Anyone For Dosbox? I sacrificed a virginal goat for Pickle...
#1
Posted 06 August 2009 - 07:27 PM
I cannot guarantee 100% that the goat was a virgin, but ffs I hope it was. You see, there wasn't a male goat...
Thanks in advance for any response.
#2
Posted 06 August 2009 - 08:23 PM
sold, on 06 August 2009 - 03:27 PM, said:
Not really anything new with dosbox, last i was running CVS (0.73) code with some custom M-HT dynarec changes. I was also last playing with dark forces as a test.
I will try and get some videos going for the weekend.
Now before the requests start to come in, im only going to try things I have and arnt a total pain to load.
#4
Posted 06 August 2009 - 08:44 PM
Khan, on 06 August 2009 - 04:35 PM, said:
Thanks :)
I can run at 850 Mhz.
I will be running them with dynamic core, MAX cycles, 22050 sample rates
Update: Dosbox videos coming today :-)
This post has been edited by Pickle: 08 August 2009 - 06:26 PM
#5
Posted 08 August 2009 - 10:28 PM
Pickle, on 06 August 2009 - 03:44 PM, said:
Khan, on 06 August 2009 - 04:35 PM, said:
Thanks :)
I can run at 850 Mhz.
I will be running them with dynamic core, MAX cycles, 22050 sample rates
Update: Dosbox videos coming today :-)
OMG I'm so excited! Delicious videossss. My precioussss
#6
Posted 08 August 2009 - 11:46 PM
Dosbox: Duke 1 and Airborne Ranger
Dosbox: Commander Keen 4
In Keen 4, I notice that the sound effects are a little delayed.
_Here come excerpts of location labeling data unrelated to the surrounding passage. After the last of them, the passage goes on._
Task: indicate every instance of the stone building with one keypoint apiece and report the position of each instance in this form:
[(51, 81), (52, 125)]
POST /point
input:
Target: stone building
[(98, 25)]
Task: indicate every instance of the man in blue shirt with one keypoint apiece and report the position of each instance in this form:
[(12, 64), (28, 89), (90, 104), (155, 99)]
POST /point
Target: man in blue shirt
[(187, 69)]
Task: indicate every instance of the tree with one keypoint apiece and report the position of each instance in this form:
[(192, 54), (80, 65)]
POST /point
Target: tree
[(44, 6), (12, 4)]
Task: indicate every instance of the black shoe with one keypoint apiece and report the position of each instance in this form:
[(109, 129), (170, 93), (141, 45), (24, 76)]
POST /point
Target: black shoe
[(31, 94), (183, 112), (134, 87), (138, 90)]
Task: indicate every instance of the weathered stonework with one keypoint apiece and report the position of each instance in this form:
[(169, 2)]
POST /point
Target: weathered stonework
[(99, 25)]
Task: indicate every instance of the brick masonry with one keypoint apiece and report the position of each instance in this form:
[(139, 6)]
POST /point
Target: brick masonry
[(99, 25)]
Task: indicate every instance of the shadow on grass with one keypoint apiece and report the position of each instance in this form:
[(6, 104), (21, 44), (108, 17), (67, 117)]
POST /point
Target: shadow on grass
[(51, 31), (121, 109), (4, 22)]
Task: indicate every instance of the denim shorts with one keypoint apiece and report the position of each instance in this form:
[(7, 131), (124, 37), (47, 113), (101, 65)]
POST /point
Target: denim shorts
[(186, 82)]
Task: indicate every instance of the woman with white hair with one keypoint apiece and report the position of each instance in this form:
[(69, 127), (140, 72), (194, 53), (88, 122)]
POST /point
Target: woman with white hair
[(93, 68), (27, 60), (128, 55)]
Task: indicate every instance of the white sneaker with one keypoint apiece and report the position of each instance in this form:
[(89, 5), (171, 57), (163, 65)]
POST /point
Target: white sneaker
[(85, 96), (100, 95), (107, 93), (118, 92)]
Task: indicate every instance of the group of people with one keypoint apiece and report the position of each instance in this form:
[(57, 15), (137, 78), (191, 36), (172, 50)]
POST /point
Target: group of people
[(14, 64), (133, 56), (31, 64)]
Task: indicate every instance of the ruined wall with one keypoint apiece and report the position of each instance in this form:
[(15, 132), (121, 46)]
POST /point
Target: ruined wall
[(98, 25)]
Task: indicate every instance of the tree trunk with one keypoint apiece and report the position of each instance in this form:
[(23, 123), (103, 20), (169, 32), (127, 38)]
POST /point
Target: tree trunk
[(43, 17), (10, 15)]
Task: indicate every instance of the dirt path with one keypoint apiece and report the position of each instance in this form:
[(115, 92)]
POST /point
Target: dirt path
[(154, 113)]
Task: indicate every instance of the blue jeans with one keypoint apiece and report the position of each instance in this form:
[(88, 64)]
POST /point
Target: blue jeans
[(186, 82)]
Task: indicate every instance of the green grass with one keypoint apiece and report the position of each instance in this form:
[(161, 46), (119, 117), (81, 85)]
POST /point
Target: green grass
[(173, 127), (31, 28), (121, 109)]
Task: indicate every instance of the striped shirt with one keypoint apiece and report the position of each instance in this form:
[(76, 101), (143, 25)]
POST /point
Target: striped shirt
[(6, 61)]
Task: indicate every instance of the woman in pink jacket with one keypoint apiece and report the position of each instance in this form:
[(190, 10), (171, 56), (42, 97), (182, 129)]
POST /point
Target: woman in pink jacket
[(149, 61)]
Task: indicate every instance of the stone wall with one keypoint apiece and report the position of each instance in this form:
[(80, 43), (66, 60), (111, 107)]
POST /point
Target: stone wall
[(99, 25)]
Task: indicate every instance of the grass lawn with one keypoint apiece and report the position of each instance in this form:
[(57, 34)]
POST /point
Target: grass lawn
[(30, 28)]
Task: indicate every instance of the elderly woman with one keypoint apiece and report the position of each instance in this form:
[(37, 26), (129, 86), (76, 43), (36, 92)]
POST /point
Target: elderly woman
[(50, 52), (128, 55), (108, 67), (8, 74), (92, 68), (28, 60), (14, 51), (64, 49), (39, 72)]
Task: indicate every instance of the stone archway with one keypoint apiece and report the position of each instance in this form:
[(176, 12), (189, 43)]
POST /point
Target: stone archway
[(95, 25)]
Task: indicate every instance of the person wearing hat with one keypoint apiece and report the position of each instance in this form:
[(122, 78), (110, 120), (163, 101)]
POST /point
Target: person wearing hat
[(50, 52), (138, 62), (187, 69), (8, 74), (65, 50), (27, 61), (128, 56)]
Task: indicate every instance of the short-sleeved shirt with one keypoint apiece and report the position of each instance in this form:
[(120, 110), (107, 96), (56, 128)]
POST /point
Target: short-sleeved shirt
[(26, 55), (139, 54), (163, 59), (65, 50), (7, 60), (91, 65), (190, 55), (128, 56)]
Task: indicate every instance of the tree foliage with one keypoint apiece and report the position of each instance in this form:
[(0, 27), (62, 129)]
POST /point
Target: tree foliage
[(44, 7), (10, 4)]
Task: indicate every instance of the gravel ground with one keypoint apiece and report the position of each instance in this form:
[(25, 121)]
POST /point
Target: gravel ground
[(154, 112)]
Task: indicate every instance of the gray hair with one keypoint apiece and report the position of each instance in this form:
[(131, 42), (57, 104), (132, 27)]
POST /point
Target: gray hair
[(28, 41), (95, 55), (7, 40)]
Is there any particular reason that the music was turned off?
#7
Posted 09 August 2009 - 12:28 AM
Esn, on 09 August 2009 - 01:46 AM, said:
Dosbox: Duke 1 and Airborne Ranger
Dosbox: Commander Keen 4
In Keen 4, I notice that the sound effects are a little delayed. Is there any particular reason that the music was turned off?
Tsk, impatient. The first three minutes of the second video is darkness, so you at least ought link it like this. Though here's hoping Pickle fixes the encoding issue or whatever.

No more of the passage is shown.